Is Comfort Causing Slow Death in Your Life?
Comfort sounds like such a wonderful word, doesn’t it? I mean, who doesn’t want to sit in their favorite chair, wrapped in a down filled comforter, in front of a crackling fire while watching their favorite TV show? There is nothing wrong with comfort until comfort becomes a way of life. Sit in that chair for too long, and you’ve got a problem.
I want to see your leadership go to a completely different level and help you be a person of depth. So often, leadership is focused on what you are doing. Things like goal setting, vision statements, and productivity. The better question is what are you learning? How are you being stretched? What new experiences are you forcing yourself to engage in? In what ways are you breaking out of your comfort zone and engaging in learning a new skill, a new language, or visiting places you’ve never been with the people you care about? True leadership is about who you are and who are you becoming.
Living in complacency and comfort can leave us in a place where our creativity, adventure and vision are completely wiped out. Instead of helping us to feel rejuvenated, it often has the opposite effect and causes stagnation. If I’m not learning, I’m dying. According to Robert Quinn in his book, Deep Change, we are only moving in 1 of 2 directions. We are either in the process of deep change or slow death.
“In any given moment we have two options: to step forward into growth or to step back into safety.” — Abraham Maslow
The antidote to this is to create avenues in our lives where change is inevitable. In his book, Quinn says that, “one key to successful leadership is continuous personal change. Personal change is a reflection of our inner growth and empowerment. Empowered leaders are the only ones who can induce real change. They can forcefully communicate a level beyond telling. By having the courage to change themselves, they model the behavior they are asking of others.”
When our friends ask us when we are moving back to the U.S. from Spain, my answer seems to come back to the same theme, “We’re learning too much in Europe right now and we are here for the foreseeable future.” The process of deep change in our lives is just too valuable to give up.
When you live in a foreign country, you can’t help but to be stretched. Everything is out of the box. For the first few months the experience was extremely difficult on everyone. But whoever said breaking out of comfort zones would be easy? 10 months into this adventure our kids are fluent in Spanish, (some semi-fluent), and they’ve learned to grow in spite of the pain of uncertainty and discomfort.

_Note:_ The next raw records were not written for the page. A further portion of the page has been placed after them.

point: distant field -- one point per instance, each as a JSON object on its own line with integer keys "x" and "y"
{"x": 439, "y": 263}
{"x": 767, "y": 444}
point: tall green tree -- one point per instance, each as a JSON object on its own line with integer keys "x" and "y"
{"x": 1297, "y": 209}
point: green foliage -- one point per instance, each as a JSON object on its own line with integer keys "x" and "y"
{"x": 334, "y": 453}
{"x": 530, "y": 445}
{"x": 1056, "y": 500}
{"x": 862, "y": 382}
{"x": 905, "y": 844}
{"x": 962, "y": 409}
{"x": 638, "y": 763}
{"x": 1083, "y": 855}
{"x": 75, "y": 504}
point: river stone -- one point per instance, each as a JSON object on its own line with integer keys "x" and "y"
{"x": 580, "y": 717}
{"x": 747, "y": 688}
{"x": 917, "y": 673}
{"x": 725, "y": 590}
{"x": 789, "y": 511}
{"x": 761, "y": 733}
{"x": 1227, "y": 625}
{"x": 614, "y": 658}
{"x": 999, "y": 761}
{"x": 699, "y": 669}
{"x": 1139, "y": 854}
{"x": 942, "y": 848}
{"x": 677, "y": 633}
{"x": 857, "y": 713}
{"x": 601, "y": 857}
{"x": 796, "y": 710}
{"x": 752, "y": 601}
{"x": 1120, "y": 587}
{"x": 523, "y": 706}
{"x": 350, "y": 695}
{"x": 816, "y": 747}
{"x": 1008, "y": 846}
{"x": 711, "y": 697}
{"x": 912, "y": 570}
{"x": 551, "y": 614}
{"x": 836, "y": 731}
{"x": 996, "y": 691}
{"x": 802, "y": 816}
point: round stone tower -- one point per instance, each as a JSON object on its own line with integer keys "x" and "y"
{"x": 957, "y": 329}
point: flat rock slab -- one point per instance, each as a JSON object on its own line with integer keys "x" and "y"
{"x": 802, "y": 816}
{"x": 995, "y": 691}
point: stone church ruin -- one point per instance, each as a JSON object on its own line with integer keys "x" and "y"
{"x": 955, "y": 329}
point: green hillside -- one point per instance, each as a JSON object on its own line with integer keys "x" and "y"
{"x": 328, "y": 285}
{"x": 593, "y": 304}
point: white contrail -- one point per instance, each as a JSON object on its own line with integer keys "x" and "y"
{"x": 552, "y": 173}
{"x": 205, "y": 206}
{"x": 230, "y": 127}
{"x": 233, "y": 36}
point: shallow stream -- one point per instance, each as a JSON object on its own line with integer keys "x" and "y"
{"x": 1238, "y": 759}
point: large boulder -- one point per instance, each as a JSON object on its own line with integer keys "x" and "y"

They are learning a ton about themselves because they are in positions that force them into the deep change process.
“In order to arrive at what you do not know
You must go by a way which is the way of ignorance. In order to possess what you do not possess
You must go by the way of dispossession.
In order to arrive at what you are not
You must go through the way in which you are not. And what you do not know is the only thing you know, And what you own is what you do not own
And where you are is where you are not.” ~ T.S. Eliot
In a recent research study from Cornell University, 96 participants were asked to recall either a significant experiential or material purchase. Then they asked the participants how much they had talked about the purchase and how much satisfaction they derived from it. Participants rated a higher satisfaction for experiences than for possessions, because they were more likely to talk about the experiences with others. 6 other studies were conducted with similar results.
The conclusion? Experience is more important than things. This is true because deep change occurs when we participate in experience, especially experiences filled with adventure. The trip you take with your son or daughter camping, or to Sea World, helps to create deep change and is way more significant than what you buy them. The researchers stated that experiences live on in our memories and in the stories we tell, while our material goods ‘disappear’ as we get used to them. A once-cherished CD player is now obsolete, but, as Humphrey Bogart once told Ingrid Bergman, ‘We’ll always have Paris.’
So, make a personal commitment to pursue new experiences in your life. Learn something new. Go to an art museum, get the Duolingo app and learn a new language, start a blog, see a part of the country you’ve never seen, take a crazy trip, engage people who are different than you, act out of your compassion, learn to dance, and your life will never be the same.